Ebbene sì, dopo anni di silenzio, a San Bernardo d’Ivrea si riaccende la mobilitazione. È rinato il Comitato No Cava, lo stesso che nel 2014 aveva raccolto oltre 2600 firme contro l’apertura di una cava in località Fornaci.
E subito c'è una richiesta: un confronto pubblico con il sindaco Matteo Chiantore e con gli assessori Massimo Fresc e Francesco Comotto, che in passato – s'intende quando erano all’opposizione – avevano sostenuto apertamente le ragioni dei residenti.
In questi 10 anni la cava non è mai stata attivata. Ma lo scorso novembre è stata presentata un'istanza di rinnovo dell’autorizzazione, riaprendo un procedimento che sembrava sepolto nel tempo.
Tutto questo, secondo il comitato, è avvenuto in silenzio, senza che i cittadini ne fossero informati.
«Ci siamo trovati di fronte a una conferenza dei servizi finale senza che nessuno, tra noi residenti, avesse potuto visionare un solo documento. Nessuna comunicazione, nessun confronto» scrive il Comitato.
«Chiediamo un incontro pubblico per capire come sia possibile che un progetto così impattante possa proseguire in silenzio, come se qui non ci vivesse nessuno».
Il progetto prevede l’escavazione di 430.000 metri cubi di materiali inerti, con un conseguente aumento del traffico pesante lungo le strade interne del quartiere, già oggi congestionate. A protezione delle abitazioni, si prevedono barriere fonoassorbenti alte fino a 7 metri: muri artificiali tra le case e un paesaggio agricolo che fino a oggi aveva mantenuto una sua armonia.
Ma non è solo l’aspetto estetico a preoccupare.
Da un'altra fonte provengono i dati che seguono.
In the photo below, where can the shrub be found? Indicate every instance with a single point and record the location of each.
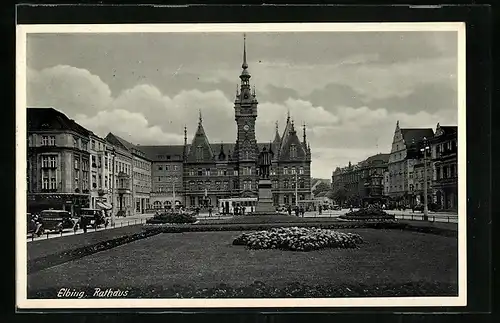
(298, 239)
(174, 218)
(367, 214)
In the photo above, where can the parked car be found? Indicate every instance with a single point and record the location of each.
(56, 220)
(433, 207)
(33, 224)
(91, 217)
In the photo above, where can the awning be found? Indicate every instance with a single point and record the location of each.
(104, 205)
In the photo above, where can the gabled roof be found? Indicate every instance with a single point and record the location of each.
(119, 142)
(48, 118)
(445, 130)
(163, 153)
(200, 140)
(415, 135)
(384, 158)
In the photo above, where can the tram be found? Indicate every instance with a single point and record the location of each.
(228, 205)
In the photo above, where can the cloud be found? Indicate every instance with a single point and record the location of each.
(129, 125)
(72, 89)
(144, 114)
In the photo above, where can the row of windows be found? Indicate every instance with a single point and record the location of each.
(142, 177)
(245, 171)
(167, 167)
(167, 178)
(142, 164)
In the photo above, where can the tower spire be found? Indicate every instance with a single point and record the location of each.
(304, 129)
(244, 65)
(185, 135)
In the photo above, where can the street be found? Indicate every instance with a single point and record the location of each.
(119, 222)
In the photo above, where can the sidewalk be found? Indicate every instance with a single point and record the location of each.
(119, 222)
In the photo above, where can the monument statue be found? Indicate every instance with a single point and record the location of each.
(265, 158)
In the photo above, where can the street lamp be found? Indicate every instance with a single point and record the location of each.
(113, 154)
(424, 150)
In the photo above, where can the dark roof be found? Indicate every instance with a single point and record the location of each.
(160, 152)
(449, 129)
(52, 119)
(163, 153)
(378, 157)
(114, 139)
(415, 135)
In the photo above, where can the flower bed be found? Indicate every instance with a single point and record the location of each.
(291, 290)
(387, 225)
(73, 254)
(298, 239)
(171, 217)
(370, 213)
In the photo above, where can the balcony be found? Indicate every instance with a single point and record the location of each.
(123, 190)
(450, 181)
(49, 166)
(446, 153)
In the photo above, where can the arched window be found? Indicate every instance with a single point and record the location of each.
(199, 153)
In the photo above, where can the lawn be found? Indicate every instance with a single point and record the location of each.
(264, 219)
(205, 259)
(41, 248)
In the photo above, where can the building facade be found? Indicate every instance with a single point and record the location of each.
(215, 171)
(165, 174)
(363, 182)
(58, 170)
(99, 172)
(402, 161)
(121, 169)
(444, 164)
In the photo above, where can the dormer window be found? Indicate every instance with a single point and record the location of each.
(293, 151)
(199, 153)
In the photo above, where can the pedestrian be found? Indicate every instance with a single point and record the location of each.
(83, 221)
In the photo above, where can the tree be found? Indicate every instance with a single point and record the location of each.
(321, 187)
(340, 195)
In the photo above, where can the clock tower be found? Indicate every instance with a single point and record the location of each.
(245, 112)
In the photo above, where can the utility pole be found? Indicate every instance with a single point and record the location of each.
(296, 190)
(173, 196)
(113, 153)
(426, 209)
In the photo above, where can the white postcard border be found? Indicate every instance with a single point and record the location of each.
(21, 197)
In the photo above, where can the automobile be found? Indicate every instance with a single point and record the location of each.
(433, 207)
(92, 217)
(56, 220)
(33, 225)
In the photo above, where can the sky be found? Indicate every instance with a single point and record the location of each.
(349, 88)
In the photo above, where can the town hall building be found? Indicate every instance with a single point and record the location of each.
(225, 170)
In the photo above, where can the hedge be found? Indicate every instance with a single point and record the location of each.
(48, 261)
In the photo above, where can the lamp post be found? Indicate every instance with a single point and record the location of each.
(113, 154)
(296, 190)
(424, 150)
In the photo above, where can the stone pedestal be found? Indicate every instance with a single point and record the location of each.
(265, 202)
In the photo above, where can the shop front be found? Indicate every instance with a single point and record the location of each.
(72, 202)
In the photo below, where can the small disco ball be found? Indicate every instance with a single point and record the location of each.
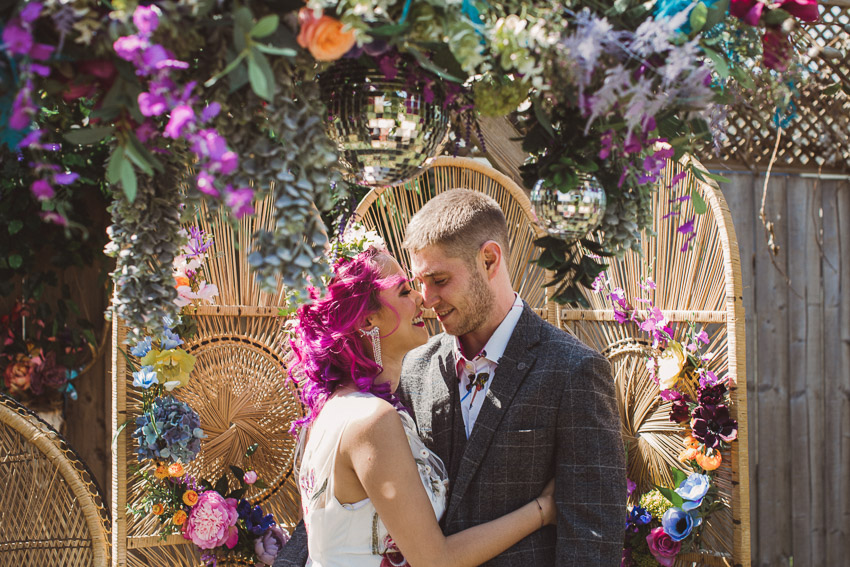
(572, 214)
(385, 130)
Secondo il Comitato, l’apertura della cava comporterebbe emissione di polveri sottili, disturbo acustico costante, e un deprezzamento degli immobili.
A tutto questo si aggiunge un elemento che alimenta il senso di ingiustizia: l’intera procedura si basa su una vecchia istruttoria tecnica risalente a sedici anni fa, in un contesto urbano completamente diverso da quello attuale.
«Nel frattempo, San Bernardo è cambiata. Sono nate nuove abitazioni, spazi verdi, piccole imprese. È cresciuto un tessuto sociale che non può essere ignorato» – affermano. «Questa non è più un’area di margine: è un quartiere vivo, abitato, con una sua dignità. Meritiamo risposte, non barriere di cemento davanti alle finestre».
Il procedimento, al momento, è stato sospeso per 90 giorni a causa della presenza di vincoli acustici nell’area. Una pausa tecnica che il Comitato intende trasformare in un’occasione politica e civile: coinvolgere la cittadinanza, informarla, chiederle di partecipare.
«Non vogliamo che questa storia scivoli via nel silenzio. È ora di riaprire il dialogo. Per questo invitiamo tutti a leggere le osservazioni che abbiamo presentato alla conferenza dei servizi e a unirsi alla richiesta di trasparenza».
Il volantino distribuito in questi giorni nel quartiere non è solo un’informazione: è un appello. «Fatti anche tu portavoce del dissenso verso un’opera dannosa per tutto il quartiere», si legge.
Perché a San Bernardo, oggi più che mai, la questione non è solo tecnica. È una questione di ascolto. Di comunità. Di futuro.